Mémoires d’un critique : Le recueil de poésie qui a causé la suppression d’une émission télévisée

 

En 1971, j’étais étudiant à la faculté des lettres et sciences humaines de Tunis (aujourd’hui la faculté des sciences humaines et sociales de Tunis).Et j’avais parmi mes professeurs le professeur Mohamed Rached Hamzaoui qui nous enseignait la lexicographie et qui était depuis les années cinquante un romancier et nouvelliste connu .Au début des années soixante, il produisait pour la télévision une émission intitulée « Une œuvre et son auteur » dans laquelle il dirigeait dans chaque séance un débat entre un auteur et des invités autour d’un livre récemment paru.
Un jour alors qu’il sortait de la faculté, il me remit une invitation à son émission qu’il comptait envoyer par voie postale.
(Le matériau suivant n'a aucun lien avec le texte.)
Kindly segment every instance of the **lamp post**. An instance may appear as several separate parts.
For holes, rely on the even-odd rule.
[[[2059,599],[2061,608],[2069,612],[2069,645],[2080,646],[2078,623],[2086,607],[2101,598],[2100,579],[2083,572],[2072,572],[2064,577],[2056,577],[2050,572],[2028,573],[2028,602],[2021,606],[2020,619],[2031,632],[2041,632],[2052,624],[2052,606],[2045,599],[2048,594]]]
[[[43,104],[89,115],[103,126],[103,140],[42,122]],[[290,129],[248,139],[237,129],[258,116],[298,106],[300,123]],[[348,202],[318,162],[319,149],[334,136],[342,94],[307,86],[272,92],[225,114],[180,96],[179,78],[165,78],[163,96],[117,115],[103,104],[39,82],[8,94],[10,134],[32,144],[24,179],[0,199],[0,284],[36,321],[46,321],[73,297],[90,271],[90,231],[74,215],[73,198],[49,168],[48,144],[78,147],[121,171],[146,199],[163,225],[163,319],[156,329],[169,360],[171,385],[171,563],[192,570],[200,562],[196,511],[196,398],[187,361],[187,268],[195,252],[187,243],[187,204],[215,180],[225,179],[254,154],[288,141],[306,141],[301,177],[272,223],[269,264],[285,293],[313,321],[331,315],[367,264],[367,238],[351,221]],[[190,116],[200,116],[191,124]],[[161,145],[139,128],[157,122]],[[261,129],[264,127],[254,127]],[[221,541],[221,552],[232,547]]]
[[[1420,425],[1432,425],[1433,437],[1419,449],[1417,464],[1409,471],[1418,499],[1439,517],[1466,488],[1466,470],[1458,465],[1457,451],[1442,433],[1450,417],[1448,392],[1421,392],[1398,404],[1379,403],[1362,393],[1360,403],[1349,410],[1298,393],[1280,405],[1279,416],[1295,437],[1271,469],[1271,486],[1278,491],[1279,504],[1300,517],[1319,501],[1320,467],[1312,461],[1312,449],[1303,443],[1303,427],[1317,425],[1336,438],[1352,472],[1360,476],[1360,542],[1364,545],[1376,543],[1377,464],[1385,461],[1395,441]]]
En voici le contenu :
Tunis le5/5/1971
Monsieur Ben Amor,

Prière d’être présent à la séance de monsieur Zannad , et ce, le samedi 8 mai 1971 à 4h au studio 10 à la maison de la radio.
Rached Hamzaoui
Le jour convenu, je me présente au lieu qu’il m’a indiqué et j’y trouve mon professeur en compagnie du poète Mohamed Habib Zanned auquel il a consacré cette séance de son émission, ainsi que le critique Ahmed Hadhiq Aiourf  ,le poète Tahar Hammami, le nouvelliste et dramaturge Samir Ayadi et le professeur de Sociologie Ridha Boukraa.
Le livre  que nous étions venues pour le discuter était un recueil de poésie intitulé l’apocopé par Ne (Al majzoum bi lam ) nouvellement édité par la maison de la culture Ibn Khaldun dans une collection dirigée par Samir Ayyadi.
La séance, qui était enregistrée et non diffusée en direct, a duré une heure au cours de laquelle nous avions échangé nos points de vue sur le contenu de livre et le style de son auteur sans que l’un de nous ait touché à la politique même par allusion pour une raison évidente :il n’a aucun lien avec la politique.
Malgré tout, la séance a été censurée et l’émission elle-même « Une œuvre et son auteur » a été supprimée.
Quelques semaines plus tard, j’ai demandé à notre professeur s’il savait quelque chose sur les causes de ce coup d’origine inconnue et injustifié et il m’a répondu qu’à la radio tunisienne inutile de poser à ses responsables une telle question car on n’aura de leur part aucune réponse.
Plusieurs années s’étaient ensuite écoulées et personne n’a jamais su les auteurs de cet acte, ni leurs mobiles.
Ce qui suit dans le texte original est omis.